Arrays in Memory
-
Two pieces of information are needed to specify the memory of an ordinary variable:
-
an address in memory giving the location of the first byte for that variable, and
-
the type of the variable, which tells the compiler how many bytes of memory the variable requires, and enables it to correctly interpret the data.
-
When an array of a given size, say N, and of a given type is declared, the compiler allocates enough memory to hold all N pieces of data. If M bytes of memory is required for each piece of data of the type specified,
then a total of N*M bytes of contiguous memory are allocated to that array.
-
The data for the first element is stored in the first M bytes, the data for the second element is stored in the next M bytes, etc.
-
The compiler remembers the address of the first byte of an array only.

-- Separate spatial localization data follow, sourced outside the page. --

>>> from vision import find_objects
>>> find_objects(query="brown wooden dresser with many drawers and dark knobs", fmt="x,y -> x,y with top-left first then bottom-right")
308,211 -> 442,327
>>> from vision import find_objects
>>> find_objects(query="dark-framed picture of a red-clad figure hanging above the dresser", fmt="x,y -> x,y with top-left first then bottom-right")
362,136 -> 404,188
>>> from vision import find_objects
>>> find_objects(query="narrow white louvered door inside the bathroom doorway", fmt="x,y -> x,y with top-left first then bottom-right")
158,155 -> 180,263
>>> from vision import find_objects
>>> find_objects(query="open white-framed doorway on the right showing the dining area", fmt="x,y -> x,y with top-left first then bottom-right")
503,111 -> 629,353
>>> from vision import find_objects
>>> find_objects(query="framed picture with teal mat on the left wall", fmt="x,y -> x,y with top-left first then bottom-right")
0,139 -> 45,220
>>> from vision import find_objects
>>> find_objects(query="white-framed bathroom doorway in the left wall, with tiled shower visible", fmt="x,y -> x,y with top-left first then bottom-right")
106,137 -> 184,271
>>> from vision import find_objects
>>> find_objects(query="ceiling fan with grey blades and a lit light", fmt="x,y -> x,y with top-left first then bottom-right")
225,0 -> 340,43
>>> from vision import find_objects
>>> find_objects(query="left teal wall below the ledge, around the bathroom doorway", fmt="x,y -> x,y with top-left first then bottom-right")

In fact the address of the first byte is considered as the memory address for the entire array.
-
Knowing the address of the first byte the computer can easily calculate to find the memory address for any other element of the array.
-
For example given an array A,
to retrieve the data stored in A[n],
the computer goes to the address of the array plus n*M and retrieves the next M bytes of data. [This explains why it is better to start the subscript at 0 rather than at 1.]
-
The rest of this section is devoted to discussing the most subtle mistake in dealing with arrays. This mistake results from accessing an element of an array using an array index that is out of range.
-
To illustrate, consider an integer array exam_score that is declared for use to store the exam score for a class of 12 students.:
const int CLASS_SIZE = 12;
int exam_score[CLASS_SIZE];
Suppose the 12 scores have been assigned to the array, and the following code is used to compute the class average:
float average;
int sum = 0, n;
for (n = 1; n <= CLASS_SIZE; n++)
sum += exam_score[n];
average = double(sum)/double(CLASS_SIZE);
This code when embedded in a suitable program will compile and run on most systems. However the result for the average is almost always wrong. The reason is that the element exam_score[12] is referenced in the last iteration of the loop. The 12 elements of the array are indexed from 0 to 11, and the index of 12 is out-of-range.
-
The problem is that for the sake of speed and efficiency most C++ compilers do not check for out-of-range indexes. When asked to retrieve the value stored in exam_score[12], the computer simply compute based on the address of the first byte of the array the memory location of where the thirteenth element is supposed to be and retrieve the value located at that address in memory. The value stored at that location is totally unpredictable and so the sum computed is also unpredictable.
-
Even more potentially problematic is assigning a value to an out-of-range array variable. Most computer will not issue a warning or an error message and the problem can go unnoticed.
-
As an example, suppose your program has the following assignment statement:
exam_score[n] = 64;
and index n happens to be out-of-range. The computer calculates the address of that element based on the address of the first byte of the array and store the value of 64 there. That memory location may belong to some other variables and many unexpected results may occur.